Apart from the plethora of amazing coffee, nothing speaks to the globally celebrated café culture of Australia more than the perfect poached egg. Over the last decade I have poached and served so many eggs in cafes around Melbourne I have lost count. Some kitchens take a modernist approach to poaching and sous vide the eggs in their shell at 63 degrees, before poaching to achieve a perfectly round egg. Others take the more classic approach and drop the fresh egg in a large pot of boiling water, producing a more natural shape. No matter the technique, the poached perfection we’re chasing is a firm white and a runny, gooey, satisfying yolk.

We have more time than ever before to whip up and enjoy our favourite breakfast moments in the comfort of our own homes. For me, one of those moments is a fresh egg, simply poached in water on a piece of buttered seeded toast paired, of course, with a delicious fresh coffee. However, the simplicity of this classic cooking technique is deceptive and catches many people off guard. It’s easy to end up with a pot of coagulated foam without any discernible part you could actually eat, so here are a few tips to help you nail the breaky cornerstone, the poached egg.

Fresh Eggs

The number one tip for poaching eggs is extremely fresh eggs. And the best way to have access to this level of freshness is of course having a chook or two in the backyard and poaching the egg soon after it has been laid. If that is not a realistic option, then knowing your egg producer at the farmer’s market is the next best thing.

Use a Timer

Sounds simple, but most people don’t use a timer. So now you want to know how long? Well, that depends on the size of the egg, size of your pot and temperature of the water (next tips). I recommend starting at 2 minutes 30 seconds and adding or subtracting time in 15 second blocks.

Types of Pot

Cafes often use 8 -12 litre pots that are taller than they are wide. This gives the egg a chance to set before it hits the bottom of the pot, creating that lovely natural shape, plump on one end and a smooth tail on the other. I know, I know, it uses more water than you feel comfortable with. Answer: save the water for the garden rather than dumping it down the sink. Ultimately, use the deepest pot you have handy at home and you should be right.


The surface of the poached egg sets better when the water in the pot has been acidulated. What does that mean? You need to add 50ml of white vinegar to your large pot of boiling water. Simple.


The large pot of water needs to be boiling to rapidly set and cook the cooler temp eggs you drop in. Once those tell-tale bubbles are rising to the surface and the kitchen windows are steaming up, you’re ready to go.

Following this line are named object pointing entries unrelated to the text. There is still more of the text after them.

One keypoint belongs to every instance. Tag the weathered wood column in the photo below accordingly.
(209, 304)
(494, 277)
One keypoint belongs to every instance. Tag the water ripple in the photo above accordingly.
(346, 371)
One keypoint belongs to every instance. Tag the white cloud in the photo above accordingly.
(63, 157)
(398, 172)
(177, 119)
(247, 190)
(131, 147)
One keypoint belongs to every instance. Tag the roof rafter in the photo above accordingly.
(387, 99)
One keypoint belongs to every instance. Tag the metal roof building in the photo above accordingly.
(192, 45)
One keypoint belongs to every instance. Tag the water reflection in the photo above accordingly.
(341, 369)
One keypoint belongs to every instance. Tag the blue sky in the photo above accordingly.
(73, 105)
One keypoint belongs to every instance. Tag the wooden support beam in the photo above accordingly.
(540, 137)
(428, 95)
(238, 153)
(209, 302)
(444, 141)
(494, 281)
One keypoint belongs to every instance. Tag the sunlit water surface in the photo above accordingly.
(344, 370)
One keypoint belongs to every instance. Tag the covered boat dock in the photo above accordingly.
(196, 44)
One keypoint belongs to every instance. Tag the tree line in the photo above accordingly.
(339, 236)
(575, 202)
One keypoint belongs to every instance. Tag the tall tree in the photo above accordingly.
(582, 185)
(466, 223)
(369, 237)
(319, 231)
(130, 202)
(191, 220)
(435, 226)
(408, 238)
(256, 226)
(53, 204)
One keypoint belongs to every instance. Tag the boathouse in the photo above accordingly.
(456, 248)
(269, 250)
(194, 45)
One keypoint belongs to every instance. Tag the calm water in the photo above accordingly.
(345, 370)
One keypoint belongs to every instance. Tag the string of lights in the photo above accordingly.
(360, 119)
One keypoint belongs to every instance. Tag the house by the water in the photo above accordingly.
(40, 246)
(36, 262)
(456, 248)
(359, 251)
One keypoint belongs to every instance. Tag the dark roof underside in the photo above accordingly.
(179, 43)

Just before adding the eggs, I always swirl the water with a kitchen spoon to create a whirlpool. This will help keep the eggs separate and bind the yolk and white together. Using this technique, I’ve had great results with 10 or more eggs at a time. Just try it!

Adding the Eggs

Crack the eggs into a small bowl (don’t worry about them touching each other, they don’t stick) and pour them gently into the water when you have completed the previous tips. Hit the timer straight away and stand by for perfection.

Removing the Eggs

Get them out gently! A poached egg is delicate and you need to get it out with a soft touch. Use a slotted spoon and a plate lined with a tea towel to allow excess water to drain away.


A generous sprinkle of flaky sea salt and a crack of pepper is the difference between bland and delicious.

Arm yourself with these tips and get poaching towards perfection!